I built a mesh networking system that won a hackathon. The work was subsequently deployed by the Ukrainian Ministry of Defense and other organizations operating in contested environments. One of those projects where you build something over a weekend and then get a phone call a few months later that changes the context of what you made entirely.

The Guitar

The project I’m most proud of is probably the guitar.

My dad named me Marshall because of his work with James (Jim) Marshall — the founder of Marshall Amplification. He wrote four, maybe five books on the topic. He helped run Guitar Center for over twenty years and worked at Fender in the nineties. I intentionally removed myself from that industry and that world for a long time.

But eventually a small topology optimization project turned into engineering a truly novel instrument — a Voronoi lattice Stratocaster body, 3D printed in resin, electroplated in nickel, assembled by the Fender Custom Shop, and showcased at NAMM. Going from not playing guitar to allowing a small project to make a truly novel thing for the world and for the two of us is great. My dad could have or play any guitar he would ever want, but he’s always most proud of the guitar that I engineered.

So that’s cool. A close second would be the work I’m not allowed to talk about.

How I Work

I like to work in 40-hour sprints with a 4-hour rest period in the middle. Doesn’t matter if it’s deep research or rapid prototyping — I’ve done and love both. I burn out from not seeing progress, not from overworking myself.

I’d also like to build a company at some point. I believe that having equity in your work is a very important and underrated concept in the modern economy.

What I Think

I think AI is going to change white-collar work the most, but not in the way most people think. What AI has really shown is that self-driven people who don’t have to be asked to do something are going to become the greatest assets for organizations and society. The age of white-collar work where one waits for a task seems to be ending — but at least the people performing these tasks have an always-on omnipotent super intelligence to help them along the way.

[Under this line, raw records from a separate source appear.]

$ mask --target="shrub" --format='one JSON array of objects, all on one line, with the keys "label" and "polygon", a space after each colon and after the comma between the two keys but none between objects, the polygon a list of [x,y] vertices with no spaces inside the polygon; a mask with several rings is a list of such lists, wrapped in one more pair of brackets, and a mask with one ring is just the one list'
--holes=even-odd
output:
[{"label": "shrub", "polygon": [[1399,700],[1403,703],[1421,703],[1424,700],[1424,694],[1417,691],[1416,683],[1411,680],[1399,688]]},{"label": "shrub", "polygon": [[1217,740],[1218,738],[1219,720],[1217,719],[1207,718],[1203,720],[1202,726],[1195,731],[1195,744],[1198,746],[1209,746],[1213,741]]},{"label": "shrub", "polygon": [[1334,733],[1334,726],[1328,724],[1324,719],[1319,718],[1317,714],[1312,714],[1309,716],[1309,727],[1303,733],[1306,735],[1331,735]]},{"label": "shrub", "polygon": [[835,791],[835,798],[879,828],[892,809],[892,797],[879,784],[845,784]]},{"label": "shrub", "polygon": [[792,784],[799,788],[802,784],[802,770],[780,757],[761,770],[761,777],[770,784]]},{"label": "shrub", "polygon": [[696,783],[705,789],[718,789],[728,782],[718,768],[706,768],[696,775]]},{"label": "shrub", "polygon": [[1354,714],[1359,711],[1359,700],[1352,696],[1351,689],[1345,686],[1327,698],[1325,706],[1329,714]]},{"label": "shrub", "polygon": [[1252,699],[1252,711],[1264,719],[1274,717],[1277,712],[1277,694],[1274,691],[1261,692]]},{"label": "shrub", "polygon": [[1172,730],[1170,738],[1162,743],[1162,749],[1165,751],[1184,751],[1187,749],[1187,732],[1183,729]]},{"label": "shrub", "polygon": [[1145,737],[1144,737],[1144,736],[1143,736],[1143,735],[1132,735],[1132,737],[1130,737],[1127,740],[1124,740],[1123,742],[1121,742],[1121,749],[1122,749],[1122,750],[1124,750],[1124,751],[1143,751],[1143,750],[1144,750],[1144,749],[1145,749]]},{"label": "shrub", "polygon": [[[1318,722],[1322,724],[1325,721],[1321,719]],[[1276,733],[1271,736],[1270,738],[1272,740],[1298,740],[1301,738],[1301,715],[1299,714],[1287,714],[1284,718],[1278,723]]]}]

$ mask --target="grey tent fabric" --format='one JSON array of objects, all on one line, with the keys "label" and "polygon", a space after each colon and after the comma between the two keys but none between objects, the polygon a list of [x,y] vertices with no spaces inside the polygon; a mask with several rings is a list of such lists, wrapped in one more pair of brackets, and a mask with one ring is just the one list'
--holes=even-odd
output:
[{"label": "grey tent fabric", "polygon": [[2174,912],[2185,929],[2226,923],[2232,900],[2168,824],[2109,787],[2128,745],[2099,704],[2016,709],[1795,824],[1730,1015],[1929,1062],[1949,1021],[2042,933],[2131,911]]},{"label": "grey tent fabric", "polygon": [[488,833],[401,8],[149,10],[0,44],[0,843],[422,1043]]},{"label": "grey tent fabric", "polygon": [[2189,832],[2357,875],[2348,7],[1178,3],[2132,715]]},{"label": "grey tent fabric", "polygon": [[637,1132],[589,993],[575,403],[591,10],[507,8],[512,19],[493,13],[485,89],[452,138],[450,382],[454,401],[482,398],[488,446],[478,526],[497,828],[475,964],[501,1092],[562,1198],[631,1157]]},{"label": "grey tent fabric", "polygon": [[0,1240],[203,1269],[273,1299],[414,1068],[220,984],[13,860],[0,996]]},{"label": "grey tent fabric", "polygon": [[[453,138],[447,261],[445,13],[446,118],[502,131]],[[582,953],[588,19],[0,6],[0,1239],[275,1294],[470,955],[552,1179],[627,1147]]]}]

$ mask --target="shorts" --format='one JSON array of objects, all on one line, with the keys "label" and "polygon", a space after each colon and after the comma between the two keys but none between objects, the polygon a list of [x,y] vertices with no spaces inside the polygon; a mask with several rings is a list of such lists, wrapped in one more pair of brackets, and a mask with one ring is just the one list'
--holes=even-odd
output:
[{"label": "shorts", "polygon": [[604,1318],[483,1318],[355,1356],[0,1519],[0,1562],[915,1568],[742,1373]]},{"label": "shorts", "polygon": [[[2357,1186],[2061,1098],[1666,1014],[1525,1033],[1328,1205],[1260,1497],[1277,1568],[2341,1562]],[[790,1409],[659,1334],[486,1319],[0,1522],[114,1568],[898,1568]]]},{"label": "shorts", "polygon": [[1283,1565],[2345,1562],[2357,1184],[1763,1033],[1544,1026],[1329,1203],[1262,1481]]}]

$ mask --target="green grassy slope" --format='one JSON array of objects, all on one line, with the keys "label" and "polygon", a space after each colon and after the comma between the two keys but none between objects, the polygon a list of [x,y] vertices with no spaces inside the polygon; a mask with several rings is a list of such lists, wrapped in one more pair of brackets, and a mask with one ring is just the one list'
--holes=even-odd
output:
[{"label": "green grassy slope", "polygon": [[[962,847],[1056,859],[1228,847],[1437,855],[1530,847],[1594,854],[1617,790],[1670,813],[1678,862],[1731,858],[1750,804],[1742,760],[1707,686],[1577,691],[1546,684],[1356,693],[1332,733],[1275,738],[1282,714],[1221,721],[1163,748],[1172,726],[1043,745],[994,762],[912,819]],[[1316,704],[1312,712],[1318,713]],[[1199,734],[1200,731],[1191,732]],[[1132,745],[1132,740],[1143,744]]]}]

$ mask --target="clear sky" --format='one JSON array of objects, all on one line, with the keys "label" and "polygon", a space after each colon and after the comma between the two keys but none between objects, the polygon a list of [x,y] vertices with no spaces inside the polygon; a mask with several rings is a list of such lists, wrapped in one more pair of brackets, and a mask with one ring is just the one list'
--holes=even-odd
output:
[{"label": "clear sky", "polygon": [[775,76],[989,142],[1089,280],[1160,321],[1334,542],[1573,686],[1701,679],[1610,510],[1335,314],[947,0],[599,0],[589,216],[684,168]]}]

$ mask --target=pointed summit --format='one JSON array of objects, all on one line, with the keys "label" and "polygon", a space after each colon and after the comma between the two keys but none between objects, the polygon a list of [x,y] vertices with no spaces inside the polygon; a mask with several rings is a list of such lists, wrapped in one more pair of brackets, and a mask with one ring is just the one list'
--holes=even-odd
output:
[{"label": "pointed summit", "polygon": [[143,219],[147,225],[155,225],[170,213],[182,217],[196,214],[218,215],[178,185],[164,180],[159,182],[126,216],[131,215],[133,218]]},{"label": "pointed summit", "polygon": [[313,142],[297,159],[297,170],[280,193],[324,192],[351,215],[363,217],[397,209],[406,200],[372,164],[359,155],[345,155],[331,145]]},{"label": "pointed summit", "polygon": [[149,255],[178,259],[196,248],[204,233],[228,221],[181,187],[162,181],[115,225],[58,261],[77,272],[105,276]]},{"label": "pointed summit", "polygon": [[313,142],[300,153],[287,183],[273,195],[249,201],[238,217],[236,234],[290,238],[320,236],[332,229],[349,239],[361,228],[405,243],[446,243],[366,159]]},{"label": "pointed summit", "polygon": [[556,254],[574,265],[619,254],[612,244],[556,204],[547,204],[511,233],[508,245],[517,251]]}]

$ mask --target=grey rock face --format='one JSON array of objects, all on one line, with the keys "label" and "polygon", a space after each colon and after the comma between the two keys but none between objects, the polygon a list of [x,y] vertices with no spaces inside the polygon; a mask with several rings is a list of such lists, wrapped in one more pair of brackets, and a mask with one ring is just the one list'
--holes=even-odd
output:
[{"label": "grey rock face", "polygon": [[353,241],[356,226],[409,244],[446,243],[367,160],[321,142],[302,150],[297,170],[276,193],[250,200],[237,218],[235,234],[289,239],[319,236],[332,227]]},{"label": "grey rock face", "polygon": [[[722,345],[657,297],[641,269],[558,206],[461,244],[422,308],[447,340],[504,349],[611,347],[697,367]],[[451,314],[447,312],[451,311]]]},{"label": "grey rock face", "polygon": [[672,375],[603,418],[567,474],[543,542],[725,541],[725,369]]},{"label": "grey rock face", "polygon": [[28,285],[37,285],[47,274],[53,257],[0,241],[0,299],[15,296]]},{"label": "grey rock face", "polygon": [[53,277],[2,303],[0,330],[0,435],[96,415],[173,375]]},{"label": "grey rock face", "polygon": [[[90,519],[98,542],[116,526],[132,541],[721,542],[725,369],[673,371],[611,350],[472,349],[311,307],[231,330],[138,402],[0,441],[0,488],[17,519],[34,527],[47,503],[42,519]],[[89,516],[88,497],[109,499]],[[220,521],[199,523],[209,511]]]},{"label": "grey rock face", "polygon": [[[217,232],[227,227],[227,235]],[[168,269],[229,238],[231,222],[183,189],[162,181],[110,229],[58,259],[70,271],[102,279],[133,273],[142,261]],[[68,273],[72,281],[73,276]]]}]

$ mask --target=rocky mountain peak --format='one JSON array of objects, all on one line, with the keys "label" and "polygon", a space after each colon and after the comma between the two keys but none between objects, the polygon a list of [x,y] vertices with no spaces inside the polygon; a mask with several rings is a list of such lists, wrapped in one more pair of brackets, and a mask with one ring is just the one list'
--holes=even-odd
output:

I think that in twenty years we’ll see a massive amount of manufacturing reshored in America, with lights-off factories producing higher-quality, lower-cost goods for a larger population. Not saying I agree with that as a romantic ideal — the idea of running a Series 1 Bridgeport and driving a V8 station wagon will always be the way I see the manufacturing job as it could and should be. But that’s a romanticization of the actual work at hand, not the reality.

The most powerful technologies emerge when theoretical knowledge and physical engineering meet. That’s where I try to operate.